The Pythian Building | Credit NTCIC
As it currently stands, the Opportunity Zone incentive alone does not provide sufficient guidance to ensure that funds are invested with maximum community benefit. The legislation has no requirement that QOFs seek or track community benefits, nor that they consider a project’s impact on broader measures of success such as poverty reduction. These funds are self-certified and privately overseen, which could lead to a wide range of potential outcomes. Adding mission-oriented stakeholders, especially ones who provide capital and can insist on the creation (and tracking) of additional measures, will enable more robust results.
If programmatic changes to the Opportunity Zones incentive are made through statutory or regulatory channels, adopting impact requirements for the incentive would ensure that investments meet community needs, create much-needed assets, and encourage the inclusion of existing communities. For example, including mission-oriented intermediaries like CDEs in the review and deployment process would increase the likelihood of Opportunity Zone funding being used beneficially. NTCIC has endorsed these types of modifications.
Absent statutory changes, pairing the incentive with other sources of financing that are subject to such requirements could still achieve community outcomes. If successful, NTCIC’s efforts to shape regulations that would allow for “twinning” Opportunity Zones with initiatives like the NMTC or HTC would ensure the involvement of at least one mission-oriented organization with experience measuring community outcomes.
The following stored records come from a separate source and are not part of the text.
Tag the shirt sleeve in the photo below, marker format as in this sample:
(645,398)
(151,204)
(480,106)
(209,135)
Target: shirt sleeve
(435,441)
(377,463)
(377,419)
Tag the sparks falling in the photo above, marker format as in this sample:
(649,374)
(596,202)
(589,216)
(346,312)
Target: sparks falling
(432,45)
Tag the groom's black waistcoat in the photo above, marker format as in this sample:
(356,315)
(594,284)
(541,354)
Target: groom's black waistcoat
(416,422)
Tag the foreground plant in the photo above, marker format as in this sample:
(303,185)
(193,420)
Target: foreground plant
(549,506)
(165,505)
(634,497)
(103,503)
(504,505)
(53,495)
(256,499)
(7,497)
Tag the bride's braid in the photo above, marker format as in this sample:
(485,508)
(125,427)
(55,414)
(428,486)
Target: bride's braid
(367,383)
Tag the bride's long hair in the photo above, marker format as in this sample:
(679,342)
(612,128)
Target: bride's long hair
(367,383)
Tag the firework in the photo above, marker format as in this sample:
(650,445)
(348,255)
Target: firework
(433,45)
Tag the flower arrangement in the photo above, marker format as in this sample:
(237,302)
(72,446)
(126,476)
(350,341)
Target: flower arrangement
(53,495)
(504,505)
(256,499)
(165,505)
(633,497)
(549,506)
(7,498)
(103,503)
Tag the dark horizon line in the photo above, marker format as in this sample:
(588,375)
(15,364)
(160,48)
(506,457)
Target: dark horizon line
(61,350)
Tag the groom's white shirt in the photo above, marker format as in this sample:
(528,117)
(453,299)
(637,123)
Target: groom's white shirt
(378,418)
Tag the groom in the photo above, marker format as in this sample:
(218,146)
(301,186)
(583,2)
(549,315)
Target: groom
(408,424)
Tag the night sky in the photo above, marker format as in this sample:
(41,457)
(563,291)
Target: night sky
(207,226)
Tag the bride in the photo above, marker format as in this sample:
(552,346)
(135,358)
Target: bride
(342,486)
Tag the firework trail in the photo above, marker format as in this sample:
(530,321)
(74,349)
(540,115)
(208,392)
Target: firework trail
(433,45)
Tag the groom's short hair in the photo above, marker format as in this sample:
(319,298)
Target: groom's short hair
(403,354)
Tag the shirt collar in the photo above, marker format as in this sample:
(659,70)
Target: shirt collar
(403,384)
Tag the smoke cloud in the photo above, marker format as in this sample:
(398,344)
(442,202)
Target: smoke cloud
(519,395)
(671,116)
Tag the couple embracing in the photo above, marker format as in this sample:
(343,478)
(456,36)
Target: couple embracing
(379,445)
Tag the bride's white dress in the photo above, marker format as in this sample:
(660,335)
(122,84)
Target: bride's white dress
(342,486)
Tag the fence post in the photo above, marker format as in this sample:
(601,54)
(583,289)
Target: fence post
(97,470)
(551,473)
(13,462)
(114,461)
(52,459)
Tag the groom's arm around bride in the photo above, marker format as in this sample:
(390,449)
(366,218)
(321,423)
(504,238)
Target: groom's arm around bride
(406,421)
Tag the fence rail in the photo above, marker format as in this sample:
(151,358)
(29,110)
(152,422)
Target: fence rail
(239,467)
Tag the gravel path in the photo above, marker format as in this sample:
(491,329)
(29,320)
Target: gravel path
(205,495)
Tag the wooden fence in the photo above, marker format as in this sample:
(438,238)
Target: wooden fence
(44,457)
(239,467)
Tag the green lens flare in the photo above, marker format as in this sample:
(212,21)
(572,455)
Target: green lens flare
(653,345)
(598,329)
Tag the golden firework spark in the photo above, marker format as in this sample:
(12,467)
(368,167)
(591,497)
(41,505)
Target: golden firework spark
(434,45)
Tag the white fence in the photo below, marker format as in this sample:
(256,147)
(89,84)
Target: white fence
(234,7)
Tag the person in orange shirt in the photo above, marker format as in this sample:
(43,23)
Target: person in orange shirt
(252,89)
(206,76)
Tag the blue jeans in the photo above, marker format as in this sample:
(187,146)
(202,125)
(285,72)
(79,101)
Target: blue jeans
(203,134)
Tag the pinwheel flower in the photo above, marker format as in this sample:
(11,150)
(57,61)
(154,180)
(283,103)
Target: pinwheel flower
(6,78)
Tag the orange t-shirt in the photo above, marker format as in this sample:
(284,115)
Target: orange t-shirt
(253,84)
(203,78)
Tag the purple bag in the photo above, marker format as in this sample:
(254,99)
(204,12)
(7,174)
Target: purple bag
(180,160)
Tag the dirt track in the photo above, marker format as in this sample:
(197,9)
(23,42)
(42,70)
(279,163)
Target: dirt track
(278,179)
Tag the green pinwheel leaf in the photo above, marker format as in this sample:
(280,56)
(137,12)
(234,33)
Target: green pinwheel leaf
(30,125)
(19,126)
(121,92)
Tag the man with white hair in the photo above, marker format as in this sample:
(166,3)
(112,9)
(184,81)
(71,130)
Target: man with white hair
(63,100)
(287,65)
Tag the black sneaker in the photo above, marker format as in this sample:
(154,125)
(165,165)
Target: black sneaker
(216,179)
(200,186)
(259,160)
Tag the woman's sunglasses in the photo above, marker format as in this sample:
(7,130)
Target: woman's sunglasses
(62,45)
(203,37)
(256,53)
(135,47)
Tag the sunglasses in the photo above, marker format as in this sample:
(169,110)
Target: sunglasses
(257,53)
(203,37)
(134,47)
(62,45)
The Opportunity Zone incentive is only a year old and the regulations governing it are still being refined, so there are as many questions as answers. With only preliminary regulations in place, the emerging industry has had to focus on the technical mechanics of the program—the “what?” and “how?” questions. As the mechanics are resolved and community development investors continue to advocate for changes to the regulations, the analysis should begin to consider “who?” and “why?” Including local stakeholders and mission-oriented organizations will help ensure that communities in need are part of the answer.
Merrill Hoopengardner is the president of the National Trust Community Investment Corporation.